Assim, como argumentou Justin Lin em seu debate com Ha-Joon Chang, para os tigres asiáticos a PI não acontecia à revelia das vantagens comparativas, pois estas também mudavam rapidamente. A PI nos tigres asiáticos pode ser interpretada como uma política pública facilitadora, para ajustar a estrutura produtiva às vantagens comparativas em rápida transformação.
Não que seja ineficaz PI à revelia das vantagens comparativas. O caso da Embraer é um exemplo. Mas as chances de não funcionar são muito maiores, e certamente um esforço muito amplo à revelia das vantagens comparativas, como foi o caso com a indústria naval no Brasil de 2006 até 2015, não parece ser promissor.
Simplesmente a indústria que se deseja desenvolver emprega intensamente fatores muito escassos, e, portanto, muito caros. Se os ganhos de aprendizado não ocorrerem rapidamente, antes de a política pública gerar resultados o Tesouro Nacional esgota sua capacidade de financiamento.

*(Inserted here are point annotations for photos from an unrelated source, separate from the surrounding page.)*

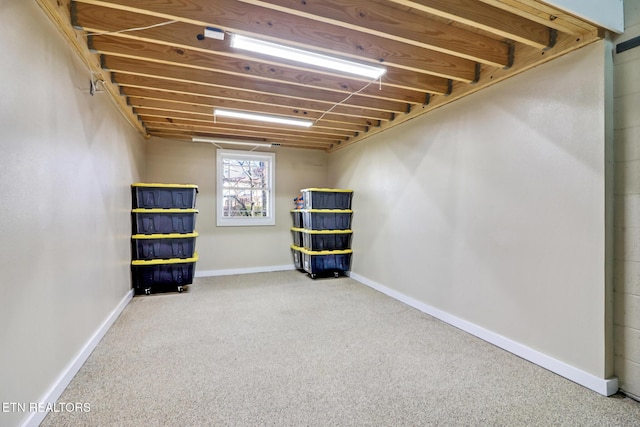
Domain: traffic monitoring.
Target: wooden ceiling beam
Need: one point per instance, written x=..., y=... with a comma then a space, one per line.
x=58, y=13
x=136, y=49
x=545, y=15
x=223, y=127
x=205, y=77
x=267, y=134
x=109, y=16
x=142, y=94
x=237, y=99
x=380, y=20
x=283, y=142
x=487, y=18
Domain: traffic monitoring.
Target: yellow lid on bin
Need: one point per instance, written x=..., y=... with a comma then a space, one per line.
x=166, y=261
x=157, y=184
x=328, y=190
x=160, y=210
x=327, y=210
x=305, y=230
x=165, y=236
x=336, y=252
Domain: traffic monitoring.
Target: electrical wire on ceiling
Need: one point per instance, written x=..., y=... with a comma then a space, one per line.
x=348, y=97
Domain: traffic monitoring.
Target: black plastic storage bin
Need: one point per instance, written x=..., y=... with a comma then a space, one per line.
x=163, y=246
x=162, y=274
x=322, y=263
x=163, y=196
x=296, y=216
x=296, y=233
x=326, y=219
x=163, y=221
x=326, y=240
x=297, y=256
x=327, y=198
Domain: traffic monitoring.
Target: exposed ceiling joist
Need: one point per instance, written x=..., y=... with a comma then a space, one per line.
x=167, y=78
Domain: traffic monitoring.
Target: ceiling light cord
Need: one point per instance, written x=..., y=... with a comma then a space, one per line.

Esse foi exatamente o caso com a nossa grande crise de 2014 até 2016. Os investimentos foram parados por total esgotamento fiscal do Estado brasileiro.
Assim, com todas as dificuldades do Estado brasileiro —principalmente com o patrimonialismo e com a dificuldade de renegociação (tudo no Brasil rapidamente se transforma em direito adquirido)—, o melhor é o enfoque menos ambicioso de Justin Lin. Respeitar as vantagens comparativas, a menos de casos e experimentos bem circunscritos e sempre ligados a pesquisa e ensino, como foi o caso da Embraer.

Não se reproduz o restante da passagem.